Coefficient of Variation

The coefficient of vartiation (C) is defined as:

C \equiv \frac{\sigma^2}{{\left \langle x \right \rangle}^2}

Exponential

  • pdf: p(x) = λe − λx
  • \sigma^2 = \frac{1}{\lambda^2}
  • \left \langle x \right \rangle = \frac{1}{\lambda}
  • C = 1

Erlangian

  • pdf: b_r(x) = \frac{r\lambda \left(r\lambda x\right)^{r-1}e^{-r\lambda x}}{(r-1)!}\,\!
  • \sigma = \frac{1}{r \lambda}
  • \left \langle x \right \rangle = \frac{1}{\lambda}
  • C = \frac{1}{r^2} < 1 \ for\ r > 1


How do we get C > 1?

  • Answer: parallel servers

Why do we want C > 1?

  • Answer: For Heavy-Tail Distributions.
  • A Heavy-Tail Distribution is useful for systems with large variances (e.g. file sizes in a file system).

Parallel Servers

For each arrival, there is a probability αi of choosing server i with exponentially distributed service time μi.
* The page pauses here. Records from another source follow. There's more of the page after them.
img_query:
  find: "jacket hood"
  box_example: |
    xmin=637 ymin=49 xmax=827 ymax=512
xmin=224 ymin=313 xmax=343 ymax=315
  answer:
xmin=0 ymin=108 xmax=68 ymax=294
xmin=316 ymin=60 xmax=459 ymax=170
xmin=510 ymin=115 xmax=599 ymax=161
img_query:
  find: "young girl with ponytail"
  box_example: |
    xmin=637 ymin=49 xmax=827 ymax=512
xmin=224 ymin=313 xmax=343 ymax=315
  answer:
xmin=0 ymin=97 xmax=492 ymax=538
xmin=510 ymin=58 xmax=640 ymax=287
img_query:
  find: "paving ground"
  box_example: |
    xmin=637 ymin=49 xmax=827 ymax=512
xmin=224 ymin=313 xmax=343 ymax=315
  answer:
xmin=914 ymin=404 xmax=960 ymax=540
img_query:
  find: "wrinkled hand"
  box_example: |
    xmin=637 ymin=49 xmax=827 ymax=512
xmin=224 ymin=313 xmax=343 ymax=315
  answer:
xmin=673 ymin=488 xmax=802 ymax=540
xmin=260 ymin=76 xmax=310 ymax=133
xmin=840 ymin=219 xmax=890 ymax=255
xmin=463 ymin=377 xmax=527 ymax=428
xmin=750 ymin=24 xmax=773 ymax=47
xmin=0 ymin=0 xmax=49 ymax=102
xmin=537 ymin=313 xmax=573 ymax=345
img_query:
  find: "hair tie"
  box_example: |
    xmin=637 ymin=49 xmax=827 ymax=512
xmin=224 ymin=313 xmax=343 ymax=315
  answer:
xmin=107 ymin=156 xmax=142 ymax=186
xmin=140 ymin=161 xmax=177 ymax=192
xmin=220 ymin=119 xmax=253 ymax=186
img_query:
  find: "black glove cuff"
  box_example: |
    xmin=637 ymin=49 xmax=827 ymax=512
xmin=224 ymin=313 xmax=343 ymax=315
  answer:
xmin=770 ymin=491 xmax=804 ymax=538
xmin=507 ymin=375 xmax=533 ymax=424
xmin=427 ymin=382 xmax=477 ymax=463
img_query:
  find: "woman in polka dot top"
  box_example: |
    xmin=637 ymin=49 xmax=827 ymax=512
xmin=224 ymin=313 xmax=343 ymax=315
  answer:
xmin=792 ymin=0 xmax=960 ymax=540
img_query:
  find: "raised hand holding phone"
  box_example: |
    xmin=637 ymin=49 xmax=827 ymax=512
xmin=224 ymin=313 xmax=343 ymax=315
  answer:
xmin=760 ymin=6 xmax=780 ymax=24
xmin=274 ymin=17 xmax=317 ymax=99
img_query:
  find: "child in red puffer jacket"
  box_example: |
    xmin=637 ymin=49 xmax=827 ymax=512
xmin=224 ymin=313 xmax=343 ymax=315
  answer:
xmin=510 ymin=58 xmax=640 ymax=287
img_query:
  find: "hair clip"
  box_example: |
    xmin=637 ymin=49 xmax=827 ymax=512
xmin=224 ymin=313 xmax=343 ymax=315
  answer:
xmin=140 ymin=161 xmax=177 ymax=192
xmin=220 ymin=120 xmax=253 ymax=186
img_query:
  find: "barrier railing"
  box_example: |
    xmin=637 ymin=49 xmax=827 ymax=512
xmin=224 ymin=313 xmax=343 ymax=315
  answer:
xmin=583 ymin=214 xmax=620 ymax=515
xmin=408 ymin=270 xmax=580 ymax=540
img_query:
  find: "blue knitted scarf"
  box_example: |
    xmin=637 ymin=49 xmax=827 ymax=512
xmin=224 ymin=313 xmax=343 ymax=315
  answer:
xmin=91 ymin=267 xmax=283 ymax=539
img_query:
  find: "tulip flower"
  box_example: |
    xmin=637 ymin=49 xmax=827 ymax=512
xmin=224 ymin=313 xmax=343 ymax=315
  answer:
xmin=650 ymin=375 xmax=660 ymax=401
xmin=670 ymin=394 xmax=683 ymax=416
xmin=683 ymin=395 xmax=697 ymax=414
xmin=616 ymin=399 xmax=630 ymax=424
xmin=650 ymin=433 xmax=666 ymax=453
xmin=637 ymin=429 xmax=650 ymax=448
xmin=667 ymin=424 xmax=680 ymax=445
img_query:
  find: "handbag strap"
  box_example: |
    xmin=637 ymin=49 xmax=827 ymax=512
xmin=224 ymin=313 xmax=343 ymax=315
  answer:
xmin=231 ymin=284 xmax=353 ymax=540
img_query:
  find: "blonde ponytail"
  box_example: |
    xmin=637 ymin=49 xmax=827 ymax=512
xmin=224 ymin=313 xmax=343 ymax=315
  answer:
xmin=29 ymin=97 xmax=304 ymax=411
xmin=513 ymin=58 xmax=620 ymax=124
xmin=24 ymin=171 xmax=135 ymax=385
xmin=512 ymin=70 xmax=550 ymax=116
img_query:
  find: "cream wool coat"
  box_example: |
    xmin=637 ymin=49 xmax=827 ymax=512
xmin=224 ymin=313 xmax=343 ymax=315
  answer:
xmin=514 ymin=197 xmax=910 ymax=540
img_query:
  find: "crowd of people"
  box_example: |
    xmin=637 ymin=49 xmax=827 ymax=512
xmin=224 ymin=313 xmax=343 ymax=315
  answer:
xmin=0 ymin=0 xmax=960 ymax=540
Flow diagram for parallel servers
Flow diagram for parallel servers

The probability the service time for a given event is less than or equal to t is:

Prob[T\le t]= \sum_{i=1}^k {Prob[go\ to\ i]*Prob[T\le t\ |\ i]}

The second term is just the CDF of the service time, so the pdf of the service time is:

b(t)=\frac{\partial}{\partial t} Prob[T\le t] = \sum_{i=1}^k {\alpha_i \mu_i e^{- \mu_i t}}

This is also known as the hyperexponential distribution.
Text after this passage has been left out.